Exercice illégal de la profession de sage-femme : Ce que dit la loi
In Senegal, the midwifery profession is at the heart of a major legal contradiction. Essential players in maternal and neonatal health, midwives nevertheless practice under an outdated legal framework, inherited from a law adopted in 1966, now considered ill-suited to the realities of the modern healthcare system. The 1966 law, which still governs the profession, was passed in a context where midwives were considered medical auxiliaries, strictly subordinate to physicians.
Since then, their scope of practice has expanded considerably: pregnancy monitoring, normal deliveries, postnatal care, family planning, and sexual and reproductive health services. But "this evolution of practices has not been accompanied by an update of the legal framework, creating a grey area with serious consequences," according to Bigue Ba Mbodj, president of the National Association of State Midwives of Senegal (ANSFES).
When asked about the legality of practicing the profession, lawyer Aïssatou Kanté Faye, a member of the Association of Senegalese Women Lawyers (AIS), explained that "the current situation exposes midwives to a real legal risk."
According to her, "as long as the 1966 law is not reformed, midwives practice in total legal insecurity. In the current state of the law, the medical acts they perform can be considered illegal, even though they are essential to the health system," she explains.

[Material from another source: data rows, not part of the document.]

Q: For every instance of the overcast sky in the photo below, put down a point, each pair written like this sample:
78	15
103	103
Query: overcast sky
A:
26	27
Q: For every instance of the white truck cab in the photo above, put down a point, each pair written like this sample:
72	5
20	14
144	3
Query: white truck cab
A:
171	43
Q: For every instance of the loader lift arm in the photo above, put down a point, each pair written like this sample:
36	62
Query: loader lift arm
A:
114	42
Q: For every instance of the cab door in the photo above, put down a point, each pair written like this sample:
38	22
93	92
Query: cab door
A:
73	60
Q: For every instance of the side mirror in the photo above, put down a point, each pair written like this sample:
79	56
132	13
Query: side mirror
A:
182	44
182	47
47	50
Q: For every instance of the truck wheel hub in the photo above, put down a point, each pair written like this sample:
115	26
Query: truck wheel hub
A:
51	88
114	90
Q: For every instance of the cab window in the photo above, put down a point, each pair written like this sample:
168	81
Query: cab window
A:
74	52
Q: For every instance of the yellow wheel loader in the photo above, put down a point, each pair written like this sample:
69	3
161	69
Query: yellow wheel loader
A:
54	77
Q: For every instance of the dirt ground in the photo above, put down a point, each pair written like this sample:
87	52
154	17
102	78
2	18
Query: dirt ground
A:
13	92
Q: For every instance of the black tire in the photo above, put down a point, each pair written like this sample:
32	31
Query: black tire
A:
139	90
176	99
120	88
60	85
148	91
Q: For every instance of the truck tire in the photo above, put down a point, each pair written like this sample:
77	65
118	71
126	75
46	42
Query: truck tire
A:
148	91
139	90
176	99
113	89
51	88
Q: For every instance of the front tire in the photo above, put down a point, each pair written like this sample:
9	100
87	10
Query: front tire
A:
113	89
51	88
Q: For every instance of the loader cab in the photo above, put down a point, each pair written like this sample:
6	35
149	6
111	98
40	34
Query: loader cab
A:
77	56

In the absence of an updated text clearly defining their skills and status, the actions taken by midwives can, from a strictly legal point of view, be considered as an illegal practice of medicine.
Theoretical risks, but very real ones.
A strict interpretation of the law stipulates that anyone performing medical acts without legally recognized authorization is subject to criminal penalties. While such prosecutions are rare in practice, the risk remains, placing midwives in a position of permanent legal vulnerability. "Legally, they could even decide to stop working, because they are practicing illegally," warns the legal expert.
The dead end of the Order of Midwives
The creation of a national Order of Midwives, regularly mentioned as a solution, faces a fundamental obstacle: the lack of clear legal recognition of their professional status. "Without prior reform of the 1966 law, no Order of Midwives can be legally sound. As long as their status remains undefined, the actions they perform cannot be fully recognized by the State," emphasizes Aïssatou Kanté Faye.
Beyond the legal aspect, this situation poses a genuine public health problem. Midwives are one of the cornerstones of the fight against maternal and neonatal mortality, particularly in rural areas where they are sometimes the only healthcare professionals available.
Training, recruiting, and assigning midwives while allowing them to operate in a legal gray area presents a paradox that many stakeholders are now calling to be rectified. For legal experts and healthcare professionals, the solution lies in an urgent reform of the 1966 law, in order to "explicitly recognize the midwifery profession, clearly define their competencies, legally secure the actions they perform, and create the legal foundations for a recognized professional order. Without this reform, midwives will continue to practice in a state of legal insecurity incompatible with the importance of their role in the Senegalese healthcare system."